Thursday, July 23, 2009

The Snack Smasher - Andrea Perry

Illustrated aby Alan Snow
Atheneum Bks for Young Readers
Rating: 3
Endpapers: Front: Green watercolor wash with tractor
Back: Splashes of aqua and fuschia with footprints

A variety of "vile villains, ruthless roughnecks, scoundrels, scalawags and dastardly deed doers" are described in the 13 poems in this book including people like snack smashers, wicked waitresses, ink drinkers, and snake knotters. Here are a couple:

The Scary-Hair Fairy (MUST use this near SCHOOL PHOTO DAY)

‘Twas the night before pictures – those taken at school –
when kids want their hair to look stylish and cool.

The students were nestled in bed unaware
of what was about to become of their hair.

When up on the dresser top, who should appear,
but that messer of tresses photographers fear.

The Scary-Hair Fairy! That rascally knave!
That scoundrel whose magic makes hair misbehave.

More rapid than spritzing, he’ll straighten your curls.
He’ll give you six cowlicks and bangs all awhirl.

With a twist of his comb and mysterious gel,
you’re helplessly under his hair-raising spell.

He’ll tangle your ringlets. He’ll snarl and he’ll knot
and stiffen and crimp all your hair so it’s taut.

And then he’ll be off spreading split ends and frizz
to the next unsuspecting young Mister and Ms.

Yet as he’s departing, his warning is clear.
He snickers with such a cold scalawag sneer.
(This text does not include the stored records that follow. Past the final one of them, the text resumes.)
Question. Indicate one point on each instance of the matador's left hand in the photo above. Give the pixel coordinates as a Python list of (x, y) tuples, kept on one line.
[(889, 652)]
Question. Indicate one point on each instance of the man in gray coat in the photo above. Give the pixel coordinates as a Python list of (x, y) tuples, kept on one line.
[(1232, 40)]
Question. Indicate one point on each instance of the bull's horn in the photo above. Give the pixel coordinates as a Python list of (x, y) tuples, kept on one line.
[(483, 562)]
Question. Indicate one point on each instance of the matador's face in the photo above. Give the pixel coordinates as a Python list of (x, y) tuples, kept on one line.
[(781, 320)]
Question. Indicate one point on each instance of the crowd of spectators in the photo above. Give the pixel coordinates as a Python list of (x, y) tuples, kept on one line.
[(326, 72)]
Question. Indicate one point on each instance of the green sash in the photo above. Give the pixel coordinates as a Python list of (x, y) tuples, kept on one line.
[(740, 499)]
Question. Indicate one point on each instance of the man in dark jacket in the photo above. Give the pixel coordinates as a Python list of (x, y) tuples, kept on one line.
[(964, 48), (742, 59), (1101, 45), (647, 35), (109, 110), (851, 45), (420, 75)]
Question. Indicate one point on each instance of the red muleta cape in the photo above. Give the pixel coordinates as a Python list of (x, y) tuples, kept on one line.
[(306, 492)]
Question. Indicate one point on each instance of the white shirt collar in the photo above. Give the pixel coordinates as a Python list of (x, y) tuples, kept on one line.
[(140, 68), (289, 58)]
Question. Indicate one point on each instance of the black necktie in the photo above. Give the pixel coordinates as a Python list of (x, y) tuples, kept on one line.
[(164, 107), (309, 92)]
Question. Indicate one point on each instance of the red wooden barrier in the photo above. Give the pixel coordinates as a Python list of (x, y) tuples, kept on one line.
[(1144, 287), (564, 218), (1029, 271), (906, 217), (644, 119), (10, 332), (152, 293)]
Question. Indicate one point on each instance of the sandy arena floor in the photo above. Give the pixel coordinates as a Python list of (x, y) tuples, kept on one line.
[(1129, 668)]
“Tomorrow will bring you the bleak prospect of
a school picture only a mother could love!”


That sound you can hear?
At night in the dark?
That isn’t a sneeze, or a burp, or a bark?

It’s loud and alarming?
It keeps you awake?
And causes your bed and your dresser to shake?

That sound is the Snorist.
It means that he chose
to sneak with his tuba inside your dad’s nose.

He won’t ever leave
or stop making noise
since being annoying is what he enjoys.

He’s rude and uncouth,
a bothersome creep,
who wants to make sure no one gets any sleep.

He’ll play on for hours –
six, seven, or more –
each song getting louder and worse than before.

There might be a lull,
but don’t rest too soon…
the Snorist has merely switched to his bassoon!